ML Governance — Prerequisites
“Model governance is the process of assigning and assuring organizational accountability, decision rights, risks, policies, and investment decisions for applying AI.”
Just as Organizations have long treated data as assets, as ML becomes more central to an organization’s operations, models will need to be treated as important assets.
Although modeling approaches may differ, there are a set of development and management phases that all models go through in their lifecycle. Formalizing this lifecycle allows specific actions for successful development, management, and governance.
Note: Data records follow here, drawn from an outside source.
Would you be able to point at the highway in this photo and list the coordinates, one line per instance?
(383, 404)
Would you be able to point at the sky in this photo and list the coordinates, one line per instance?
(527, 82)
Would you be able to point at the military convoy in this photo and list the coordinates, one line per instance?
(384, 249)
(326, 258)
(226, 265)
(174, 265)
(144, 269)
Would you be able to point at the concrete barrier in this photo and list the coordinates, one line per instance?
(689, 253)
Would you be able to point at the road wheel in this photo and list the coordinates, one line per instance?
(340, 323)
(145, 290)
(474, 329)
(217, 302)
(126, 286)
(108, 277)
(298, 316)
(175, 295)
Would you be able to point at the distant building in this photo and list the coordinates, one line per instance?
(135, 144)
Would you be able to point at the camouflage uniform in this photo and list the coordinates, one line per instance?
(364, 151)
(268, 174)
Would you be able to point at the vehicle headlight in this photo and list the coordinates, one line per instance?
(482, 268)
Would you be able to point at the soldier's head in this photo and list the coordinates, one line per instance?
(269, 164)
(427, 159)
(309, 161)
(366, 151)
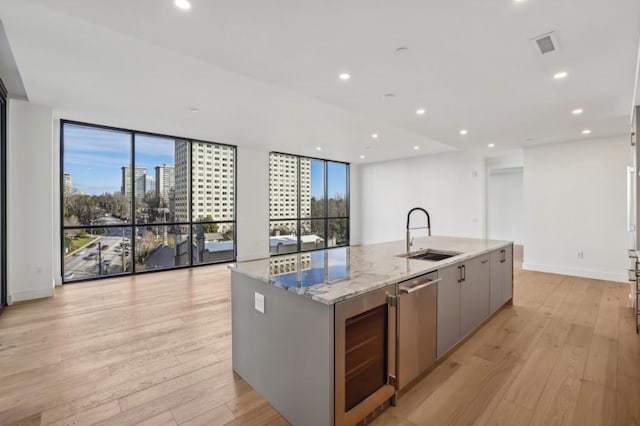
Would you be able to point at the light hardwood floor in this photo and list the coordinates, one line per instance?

The Risk assessment at the beginning of the Model Dev-Ops Lifecycle is key to address the level of Governance, risk mitigation required throughout the life cycle stages. Governance does not necessarily mean command and control.
General Model Information
Use Case: Brief description of the business objective for the AI / ML project
Type of Project: Research or Production deployable. Will the model be deployed into production or is it a one-off research effort
Return on Investment / Risk: Potential Upside returns and potential downside risk, worst case downside. Helps in prioritizing and relevant guard rails
Minimum Acceptance Criteria: metrics to consider for the model to be deployment-ready. Definition of success of the Model in its application
Decision matrix: Does the Model make consequential decisions — Regulatory, Compliance, Financial, reputational…
Audit requirements: Does the Model require independent Auditable capability — explainability / Interpretability
Financial Impact: Business and financial impact of Model predictions
Ethics: Requirements for Fairness / Bias, AI Imitating Humans, Predictive Policing
Other Considerations: Risk of Bad press, Privacy, and security
Model Stakeholders: Identification of relevant Model Stakeholders — Model Owner/approver, Model Risk Manager, Business Owner, Data Owner / Steward, Platform Ops team, Data Ops team, ML Ops….
Model deployment requirement: Where will this be deployed — Cloud, edge
Model Consumption requirement: Batch AI, real-time AI
Closed world vs Open world Deployment: Deployed for a smaller group vs. company-wide use vs. more global use
Human in the loop: fully automated vs. Human in the loop
Data Requirements
The success of a Model depends on the signal inherent in and extracted from the data. Ensuring the quality, availability, security, privacy requirements…..
Data requirements: all data requirements — short, medium and long term identified
Data Owner Approval: Approval for use of data for model development and considerations documented
Data Availability: where is the data available for the Model Development — Source systems / Data Platform / Lake…
Data Accessibility patterns: How will be data be accessed — in-situ, data copy
Data Privacy / Sensitivity: The sensitivity of the Data for the model to be addressed. Use of PII data, Secret data for model training.
Data Security: Authentication and authorization to use the data
Data Volatility: Data change over time: processes to be considered
The recommendation is to start building scorecards in each of the relevant categories to address the level of Governance requirements to safely and securely operationalize trusted models.